It should come as no surprise that Barack Obama does not support a national health insurance system like most other countries have. He made that clear during the campaign. What is surprising is that he has been so vague about exactly what kind of healthcare reform he has in mind. It’s becoming clearer that reform will include some or all of these options: requiring everyone to carry health insurance (an individual mandate à la Massachusetts); subsidizing a portion of the 85 percent of the uninsured who can’t afford to buy a policy; taxing some of the health benefits workers now get from employers to pay for insurance for the uninsured; letting people keep the coverage they have even though it’s likely to cover less as time goes on; shoving more people onto Medicaid; and trying to get insurers to insure sick people. There may or may not be a public insurance option–maybe like Medicare, or maybe not–that would compete with private insurers and theoretically reduce the cost of insurance.
Most of these elements are controversial. Former single-payer advocates, for instance, are banking on a public plan to open the door to a single-payer system. Insurers know that and are working overtime to make sure that doesn’t happen. Aside from saying he supports a public plan, the president hasn’t gotten his hands dirty in the political muck. Is he pursuing a conscious strategy to be above the fray or waiting to see what Congress does before jumping in? Is the president being strategically vague or abdicating to Congress because he, too, is feeling the heat from the special interests that contributed millions to his campaign?
Campaign rhetoric led the electorate to believe that a new president was ready to overhaul the healthcare system and bring health coverage to everyone. A poll released by the Kaiser Family Foundation indicates that there is strong support for health reform but that the public can be swayed on the details. “There is still a tremendous opportunity for leadership,” says Kaiser CEO Drew Altman. But the special interests can still move the debate in one direction or another.
During his April 29 prime-time press conference marking his first 100 days in office, Obama peppered his remarks with his healthcare accomplishments to date–expanding S-CHIP, giving more money to community clinics, helping laid-off workers pay for COBRA coverage. Here and there, he dropped a few hints about what appears to be the focus of his healthcare agenda: bringing down the cost of medical care. “New investments in healthcare will cut costs for families and businesses,” he said at one point. At another, he said, “You can expect us to work on healthcare reform that will bring down costs while maintaining quality.”
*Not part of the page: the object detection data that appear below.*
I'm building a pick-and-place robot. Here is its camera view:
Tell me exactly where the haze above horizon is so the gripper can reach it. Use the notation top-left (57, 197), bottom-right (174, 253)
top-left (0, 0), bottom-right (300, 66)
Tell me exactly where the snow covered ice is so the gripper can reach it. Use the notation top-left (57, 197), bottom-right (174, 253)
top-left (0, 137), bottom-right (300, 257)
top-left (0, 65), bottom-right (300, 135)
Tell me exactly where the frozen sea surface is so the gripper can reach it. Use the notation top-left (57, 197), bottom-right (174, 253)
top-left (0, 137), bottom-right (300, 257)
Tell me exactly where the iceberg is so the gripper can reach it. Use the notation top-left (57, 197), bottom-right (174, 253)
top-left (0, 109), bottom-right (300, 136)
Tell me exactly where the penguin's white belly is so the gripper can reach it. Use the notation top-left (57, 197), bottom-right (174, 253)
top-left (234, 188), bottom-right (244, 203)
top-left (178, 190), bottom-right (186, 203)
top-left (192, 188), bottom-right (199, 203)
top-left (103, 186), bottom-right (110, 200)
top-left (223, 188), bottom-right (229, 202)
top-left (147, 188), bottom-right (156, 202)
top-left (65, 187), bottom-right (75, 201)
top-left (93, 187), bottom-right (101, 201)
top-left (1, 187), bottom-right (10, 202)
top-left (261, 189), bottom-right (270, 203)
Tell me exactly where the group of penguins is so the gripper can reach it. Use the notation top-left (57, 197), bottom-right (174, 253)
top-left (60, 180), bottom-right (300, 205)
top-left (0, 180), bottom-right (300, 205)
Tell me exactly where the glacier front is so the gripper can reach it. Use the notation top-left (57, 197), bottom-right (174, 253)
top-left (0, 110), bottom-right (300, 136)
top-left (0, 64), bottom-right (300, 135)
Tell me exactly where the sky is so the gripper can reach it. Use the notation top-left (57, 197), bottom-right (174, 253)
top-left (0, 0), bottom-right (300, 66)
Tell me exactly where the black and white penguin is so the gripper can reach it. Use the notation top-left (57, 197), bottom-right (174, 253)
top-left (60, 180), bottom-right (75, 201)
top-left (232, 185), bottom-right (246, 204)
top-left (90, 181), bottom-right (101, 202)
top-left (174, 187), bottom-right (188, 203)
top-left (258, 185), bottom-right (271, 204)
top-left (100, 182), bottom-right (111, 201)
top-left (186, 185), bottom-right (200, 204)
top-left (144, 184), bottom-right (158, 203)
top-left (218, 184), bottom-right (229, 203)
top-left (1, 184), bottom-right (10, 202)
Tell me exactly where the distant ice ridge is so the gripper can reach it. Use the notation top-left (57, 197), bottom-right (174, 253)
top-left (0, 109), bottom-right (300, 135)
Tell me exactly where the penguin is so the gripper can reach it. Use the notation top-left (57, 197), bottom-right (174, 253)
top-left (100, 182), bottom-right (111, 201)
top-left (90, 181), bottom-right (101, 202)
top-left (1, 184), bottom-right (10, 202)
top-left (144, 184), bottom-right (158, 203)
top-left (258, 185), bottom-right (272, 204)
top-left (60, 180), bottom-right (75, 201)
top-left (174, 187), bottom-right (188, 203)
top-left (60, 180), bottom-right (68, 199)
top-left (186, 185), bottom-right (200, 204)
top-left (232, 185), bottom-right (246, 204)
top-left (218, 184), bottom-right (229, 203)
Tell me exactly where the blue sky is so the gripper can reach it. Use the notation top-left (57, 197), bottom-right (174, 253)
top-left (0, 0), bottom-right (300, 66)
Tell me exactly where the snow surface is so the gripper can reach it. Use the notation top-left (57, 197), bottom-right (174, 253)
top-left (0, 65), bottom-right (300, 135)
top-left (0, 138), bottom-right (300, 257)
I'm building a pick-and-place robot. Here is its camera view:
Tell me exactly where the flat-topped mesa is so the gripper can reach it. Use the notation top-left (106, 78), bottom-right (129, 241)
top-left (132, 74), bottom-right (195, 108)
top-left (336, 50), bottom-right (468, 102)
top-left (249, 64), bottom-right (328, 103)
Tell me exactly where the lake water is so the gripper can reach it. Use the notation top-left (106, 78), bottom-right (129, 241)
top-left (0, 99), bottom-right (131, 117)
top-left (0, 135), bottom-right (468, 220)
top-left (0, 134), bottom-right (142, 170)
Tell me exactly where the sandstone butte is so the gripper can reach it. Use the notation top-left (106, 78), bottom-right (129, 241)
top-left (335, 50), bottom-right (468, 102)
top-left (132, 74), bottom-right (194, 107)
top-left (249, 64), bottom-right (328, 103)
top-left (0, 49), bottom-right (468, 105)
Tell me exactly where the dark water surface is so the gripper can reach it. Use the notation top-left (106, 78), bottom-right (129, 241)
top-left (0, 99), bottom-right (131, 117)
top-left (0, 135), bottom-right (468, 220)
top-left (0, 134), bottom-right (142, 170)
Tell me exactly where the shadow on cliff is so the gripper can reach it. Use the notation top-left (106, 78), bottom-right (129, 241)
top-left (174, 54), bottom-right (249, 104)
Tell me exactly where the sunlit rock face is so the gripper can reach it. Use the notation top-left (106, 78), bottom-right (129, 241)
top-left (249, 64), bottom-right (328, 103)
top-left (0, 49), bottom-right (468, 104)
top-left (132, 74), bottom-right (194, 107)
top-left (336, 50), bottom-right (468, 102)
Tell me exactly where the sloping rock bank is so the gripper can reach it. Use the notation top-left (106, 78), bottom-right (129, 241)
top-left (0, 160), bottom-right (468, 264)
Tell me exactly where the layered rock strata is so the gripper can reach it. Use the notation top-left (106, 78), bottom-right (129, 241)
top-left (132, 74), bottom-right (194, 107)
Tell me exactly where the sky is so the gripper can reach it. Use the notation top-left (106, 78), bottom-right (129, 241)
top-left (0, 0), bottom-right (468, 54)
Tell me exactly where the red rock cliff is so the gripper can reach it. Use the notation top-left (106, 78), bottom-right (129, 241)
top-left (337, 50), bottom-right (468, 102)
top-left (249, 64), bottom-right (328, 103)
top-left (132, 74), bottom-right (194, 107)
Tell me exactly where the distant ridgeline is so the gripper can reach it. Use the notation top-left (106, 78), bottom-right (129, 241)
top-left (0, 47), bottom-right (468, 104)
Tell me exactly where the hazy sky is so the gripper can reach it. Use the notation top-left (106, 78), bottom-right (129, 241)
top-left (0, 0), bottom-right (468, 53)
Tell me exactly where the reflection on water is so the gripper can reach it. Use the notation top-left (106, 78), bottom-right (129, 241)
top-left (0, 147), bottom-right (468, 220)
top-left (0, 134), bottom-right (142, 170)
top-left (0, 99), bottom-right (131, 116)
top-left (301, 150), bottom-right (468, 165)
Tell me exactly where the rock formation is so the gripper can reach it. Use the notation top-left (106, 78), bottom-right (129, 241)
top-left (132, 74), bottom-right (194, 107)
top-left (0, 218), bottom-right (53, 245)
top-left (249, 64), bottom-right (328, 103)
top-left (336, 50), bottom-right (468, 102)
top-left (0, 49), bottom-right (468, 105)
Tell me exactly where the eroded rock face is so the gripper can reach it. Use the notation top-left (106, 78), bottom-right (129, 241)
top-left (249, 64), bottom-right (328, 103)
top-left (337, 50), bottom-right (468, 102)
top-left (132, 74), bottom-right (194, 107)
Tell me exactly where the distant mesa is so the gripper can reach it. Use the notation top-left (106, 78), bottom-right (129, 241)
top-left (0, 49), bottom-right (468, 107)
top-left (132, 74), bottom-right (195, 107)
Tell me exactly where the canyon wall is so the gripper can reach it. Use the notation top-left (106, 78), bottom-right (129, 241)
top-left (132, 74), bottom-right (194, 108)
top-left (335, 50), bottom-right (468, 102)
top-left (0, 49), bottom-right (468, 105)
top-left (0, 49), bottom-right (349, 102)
Absent from the president’s press conference were any comments about that pesky and elusive goal of universality. Unlike the Clintons, who focused on health coverage for everyone, the Obama administration appears to have embraced lowering the cost of medical care as its centerpiece. Indeed, Obama has said that once costs go down, more people will be able to buy health insurance. One of Obama’s eight “principles for reform” said only that he would “aim for universality.” He did not say he was determined to accomplish it anytime soon.
The Congressional budget agreement includes a provision for a reserve fund to pay for the subsidies needed to help the uninsured buy health insurance. It suggests no specific amount such as the $634 billion offered in the president’s budget message. Instead, the various committees dealing with health reform will decide how much can be spent in this budget cycle. The administration is in sync with this approach. The resolution is also budget-neutral, which means Congress must find an offset of money from other programs or a new source of funds. Obama had proposed trimming the deductions allowed for charitable contributions for wealthy Americans, an idea many members of Congress rejected. He also wants to cut excess payments to Medicare Advantage plans, which is meeting stiff opposition from insurers.